These laws arguably cost Bowne her life. She needed the firearm to protect herself immediately, and the police didn’t even get her fingerprints after two months. As Charles Cooke at National Review concluded in his piece over this awful incident, the loving, jovial, and law-abiding Bowne was killed waiting to exercise her constitutional right to a handgun, while her convicted felon of an ex-boyfriend stabbed her, and is now roaming free somewhere evading law enforcement:
There can be few clearer illustrations of the folly of draconian firearms regulations than this. The killer was a convicted felon who had previously been found guilty of weapons offenses and aggravated assault, and who is now on the run from federal authorities. The victim was a “bubbly, well-liked,” law-abiding woman who did not want to run afoul of the government even when she sensed that her life was in danger. If “government” is just another word for the things we do together, then, frankly, we failed — and damnably. All Carol Bowne asked was that she be permitted to exercise her right to protect herself in her own home; instead, she ended up bleeding to death in her driveway, as the paper-pushers and know-it-alls decided whether they would deign to indulge her request, and her killer sped away, without fear of retaliation or injury.

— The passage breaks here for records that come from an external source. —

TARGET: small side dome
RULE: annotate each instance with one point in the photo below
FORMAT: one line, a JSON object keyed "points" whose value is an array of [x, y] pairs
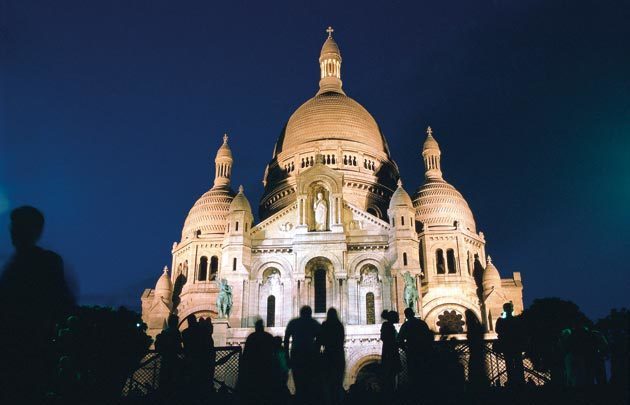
{"points": [[209, 214], [164, 287], [430, 142], [240, 202], [400, 198], [491, 277], [224, 151]]}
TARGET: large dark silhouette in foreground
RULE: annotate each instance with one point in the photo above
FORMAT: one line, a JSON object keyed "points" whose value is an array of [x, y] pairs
{"points": [[616, 329], [302, 334], [199, 357], [511, 333], [97, 349], [390, 356], [331, 338], [169, 344], [34, 296], [257, 376], [544, 321], [416, 339]]}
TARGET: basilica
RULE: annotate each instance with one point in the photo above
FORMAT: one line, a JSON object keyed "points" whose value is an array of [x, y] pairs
{"points": [[337, 229]]}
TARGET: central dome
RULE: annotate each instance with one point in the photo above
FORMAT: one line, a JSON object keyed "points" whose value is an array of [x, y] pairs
{"points": [[332, 116]]}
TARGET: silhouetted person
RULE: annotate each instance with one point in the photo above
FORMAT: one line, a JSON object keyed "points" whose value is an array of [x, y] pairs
{"points": [[476, 362], [302, 334], [390, 356], [331, 338], [198, 355], [510, 333], [256, 380], [280, 371], [417, 341], [34, 296], [169, 345]]}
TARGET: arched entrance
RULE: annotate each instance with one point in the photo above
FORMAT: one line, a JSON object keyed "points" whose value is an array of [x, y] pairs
{"points": [[319, 275], [362, 368], [368, 377]]}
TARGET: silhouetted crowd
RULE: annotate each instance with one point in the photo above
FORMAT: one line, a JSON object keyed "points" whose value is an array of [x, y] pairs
{"points": [[52, 351]]}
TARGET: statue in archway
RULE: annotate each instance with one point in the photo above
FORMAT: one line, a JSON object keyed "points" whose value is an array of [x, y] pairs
{"points": [[320, 210], [224, 299], [411, 292]]}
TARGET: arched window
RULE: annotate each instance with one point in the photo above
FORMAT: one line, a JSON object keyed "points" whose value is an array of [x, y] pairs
{"points": [[271, 311], [320, 291], [214, 267], [370, 312], [439, 262], [422, 265], [202, 274], [450, 259], [468, 263]]}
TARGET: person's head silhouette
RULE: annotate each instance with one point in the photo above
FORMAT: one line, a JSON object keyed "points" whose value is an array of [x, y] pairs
{"points": [[27, 224], [306, 312], [332, 315], [259, 326], [172, 321], [508, 308], [192, 321]]}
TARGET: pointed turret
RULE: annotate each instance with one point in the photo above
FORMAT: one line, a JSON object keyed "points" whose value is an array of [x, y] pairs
{"points": [[491, 279], [330, 66], [164, 288], [431, 156], [400, 198], [223, 165], [240, 202]]}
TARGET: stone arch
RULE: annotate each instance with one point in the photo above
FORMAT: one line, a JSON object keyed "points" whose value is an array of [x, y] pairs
{"points": [[377, 260], [319, 272], [334, 260], [331, 183], [197, 309], [280, 263], [437, 306], [359, 359]]}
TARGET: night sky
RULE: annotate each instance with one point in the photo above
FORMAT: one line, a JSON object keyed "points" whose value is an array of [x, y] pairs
{"points": [[111, 113]]}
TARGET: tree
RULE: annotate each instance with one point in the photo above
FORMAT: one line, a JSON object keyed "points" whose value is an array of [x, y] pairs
{"points": [[99, 347], [614, 327], [544, 321]]}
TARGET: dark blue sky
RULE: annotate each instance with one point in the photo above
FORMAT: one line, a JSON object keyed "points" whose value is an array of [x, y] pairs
{"points": [[111, 113]]}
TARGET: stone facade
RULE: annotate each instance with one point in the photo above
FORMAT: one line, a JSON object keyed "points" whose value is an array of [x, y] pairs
{"points": [[337, 230]]}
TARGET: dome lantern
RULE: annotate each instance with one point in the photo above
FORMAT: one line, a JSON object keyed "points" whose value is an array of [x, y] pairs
{"points": [[431, 156], [491, 279], [164, 287], [330, 66], [223, 165]]}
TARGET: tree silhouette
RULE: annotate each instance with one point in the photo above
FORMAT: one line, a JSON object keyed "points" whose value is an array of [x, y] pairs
{"points": [[544, 320], [98, 349], [615, 327]]}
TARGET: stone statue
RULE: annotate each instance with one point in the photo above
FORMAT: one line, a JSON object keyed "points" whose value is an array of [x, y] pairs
{"points": [[411, 292], [320, 210], [224, 299]]}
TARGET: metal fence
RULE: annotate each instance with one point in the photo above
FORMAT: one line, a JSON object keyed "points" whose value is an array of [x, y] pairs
{"points": [[146, 378]]}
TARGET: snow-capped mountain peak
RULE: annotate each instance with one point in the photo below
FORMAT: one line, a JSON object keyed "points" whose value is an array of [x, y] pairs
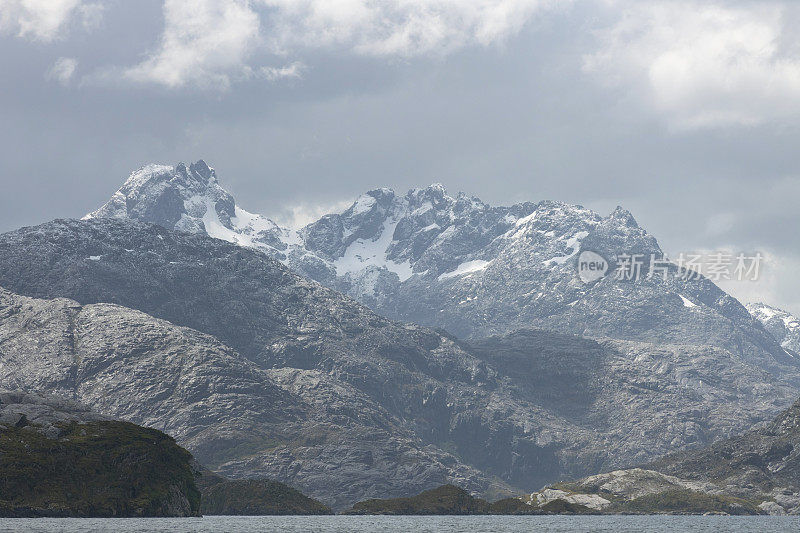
{"points": [[189, 198], [458, 263]]}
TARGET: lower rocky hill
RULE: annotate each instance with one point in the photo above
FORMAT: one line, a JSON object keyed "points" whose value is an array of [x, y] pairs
{"points": [[452, 500], [755, 473], [256, 497], [59, 459]]}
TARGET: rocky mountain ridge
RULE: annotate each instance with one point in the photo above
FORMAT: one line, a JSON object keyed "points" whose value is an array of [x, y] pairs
{"points": [[472, 269], [260, 372]]}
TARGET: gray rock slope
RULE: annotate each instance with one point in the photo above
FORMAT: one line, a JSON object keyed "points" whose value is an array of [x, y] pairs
{"points": [[279, 376], [301, 426], [765, 460], [459, 264]]}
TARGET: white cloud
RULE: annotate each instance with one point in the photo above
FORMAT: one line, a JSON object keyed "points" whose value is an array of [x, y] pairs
{"points": [[293, 70], [62, 70], [300, 215], [398, 27], [211, 43], [205, 43], [703, 64], [45, 20]]}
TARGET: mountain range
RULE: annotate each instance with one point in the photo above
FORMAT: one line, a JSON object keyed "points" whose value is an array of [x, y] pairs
{"points": [[407, 342]]}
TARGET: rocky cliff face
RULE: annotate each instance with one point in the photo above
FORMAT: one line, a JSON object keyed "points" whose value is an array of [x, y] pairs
{"points": [[260, 372], [472, 269], [57, 458]]}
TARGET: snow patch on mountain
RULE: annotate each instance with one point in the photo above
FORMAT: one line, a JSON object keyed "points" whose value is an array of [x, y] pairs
{"points": [[365, 253], [467, 267], [784, 326]]}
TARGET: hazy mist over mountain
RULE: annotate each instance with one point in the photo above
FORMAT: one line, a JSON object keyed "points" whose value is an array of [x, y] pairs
{"points": [[686, 113]]}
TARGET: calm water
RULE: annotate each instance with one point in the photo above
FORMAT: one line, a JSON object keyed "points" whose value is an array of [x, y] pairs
{"points": [[404, 524]]}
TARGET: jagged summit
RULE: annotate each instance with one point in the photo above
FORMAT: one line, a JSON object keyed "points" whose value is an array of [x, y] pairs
{"points": [[463, 265], [189, 198]]}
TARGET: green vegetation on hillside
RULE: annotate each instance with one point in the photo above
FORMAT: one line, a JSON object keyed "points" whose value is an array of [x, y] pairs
{"points": [[686, 501], [104, 469]]}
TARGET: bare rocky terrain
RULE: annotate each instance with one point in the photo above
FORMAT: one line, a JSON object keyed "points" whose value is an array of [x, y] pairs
{"points": [[260, 372]]}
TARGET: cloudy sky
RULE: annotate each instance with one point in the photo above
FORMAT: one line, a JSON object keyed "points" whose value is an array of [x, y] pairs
{"points": [[685, 112]]}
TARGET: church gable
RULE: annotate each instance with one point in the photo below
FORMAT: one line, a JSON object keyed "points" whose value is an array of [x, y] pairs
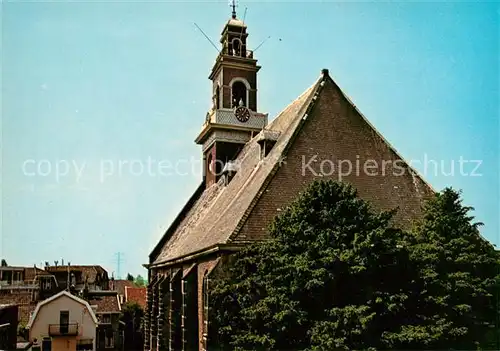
{"points": [[333, 139]]}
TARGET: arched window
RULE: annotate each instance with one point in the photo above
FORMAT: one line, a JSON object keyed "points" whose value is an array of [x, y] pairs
{"points": [[217, 97], [239, 94], [205, 305]]}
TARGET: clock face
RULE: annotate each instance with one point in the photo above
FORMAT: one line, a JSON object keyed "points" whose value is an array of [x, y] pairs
{"points": [[242, 113]]}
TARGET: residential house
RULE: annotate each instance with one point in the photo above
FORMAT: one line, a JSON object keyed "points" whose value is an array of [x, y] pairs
{"points": [[252, 170], [25, 287], [8, 327], [63, 322], [107, 307], [119, 286]]}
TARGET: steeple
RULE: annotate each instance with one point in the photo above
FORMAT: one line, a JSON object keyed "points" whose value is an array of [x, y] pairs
{"points": [[233, 118], [233, 5]]}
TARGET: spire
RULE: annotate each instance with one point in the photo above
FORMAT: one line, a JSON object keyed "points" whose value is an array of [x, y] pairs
{"points": [[233, 5]]}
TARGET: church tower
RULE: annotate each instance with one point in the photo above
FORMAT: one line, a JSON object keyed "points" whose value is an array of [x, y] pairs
{"points": [[233, 118]]}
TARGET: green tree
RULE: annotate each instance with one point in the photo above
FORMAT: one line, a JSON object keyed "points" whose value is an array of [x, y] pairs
{"points": [[332, 276], [455, 298]]}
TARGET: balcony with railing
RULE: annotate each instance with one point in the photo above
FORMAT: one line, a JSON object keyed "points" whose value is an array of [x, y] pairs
{"points": [[63, 329]]}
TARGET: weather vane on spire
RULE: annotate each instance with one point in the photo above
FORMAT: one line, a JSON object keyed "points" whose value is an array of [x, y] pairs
{"points": [[232, 3]]}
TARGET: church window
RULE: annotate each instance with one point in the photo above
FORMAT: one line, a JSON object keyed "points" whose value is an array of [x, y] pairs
{"points": [[205, 303], [239, 94], [209, 163], [217, 97]]}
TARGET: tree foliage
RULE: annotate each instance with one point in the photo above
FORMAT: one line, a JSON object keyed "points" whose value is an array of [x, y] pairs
{"points": [[336, 275]]}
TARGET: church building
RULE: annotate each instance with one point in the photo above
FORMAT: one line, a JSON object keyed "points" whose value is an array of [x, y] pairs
{"points": [[254, 168]]}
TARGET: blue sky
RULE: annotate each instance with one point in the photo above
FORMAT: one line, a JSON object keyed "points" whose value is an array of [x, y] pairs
{"points": [[89, 85]]}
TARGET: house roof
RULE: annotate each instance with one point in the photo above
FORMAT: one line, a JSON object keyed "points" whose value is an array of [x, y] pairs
{"points": [[105, 302], [89, 272], [119, 285], [217, 214], [138, 295], [55, 297]]}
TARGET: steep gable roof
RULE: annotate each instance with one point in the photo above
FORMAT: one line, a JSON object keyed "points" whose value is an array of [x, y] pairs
{"points": [[221, 210], [55, 297], [137, 295]]}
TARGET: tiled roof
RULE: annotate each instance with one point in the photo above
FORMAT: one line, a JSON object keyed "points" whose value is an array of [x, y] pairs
{"points": [[31, 272], [215, 216], [89, 272], [209, 222], [105, 302], [25, 312], [137, 295]]}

Is that justice? Is that sane? Is that how gun control is supposed to work? Obviously, gun control advocates don’t (hopefully they don’t) want innocent lives to be lost (even though they use them as campaign fodder), but this is usually the byproduct of their policies; the innocent, law-abiding suffer, while the criminals roam free, inflicting violence on the rest of us.
The Courier Post reported that Eitel plead guilty to a weapons charge in 2008 that stemmed from his 2006 indictment on aggravated assault. He was given a five-year sentence for that offense.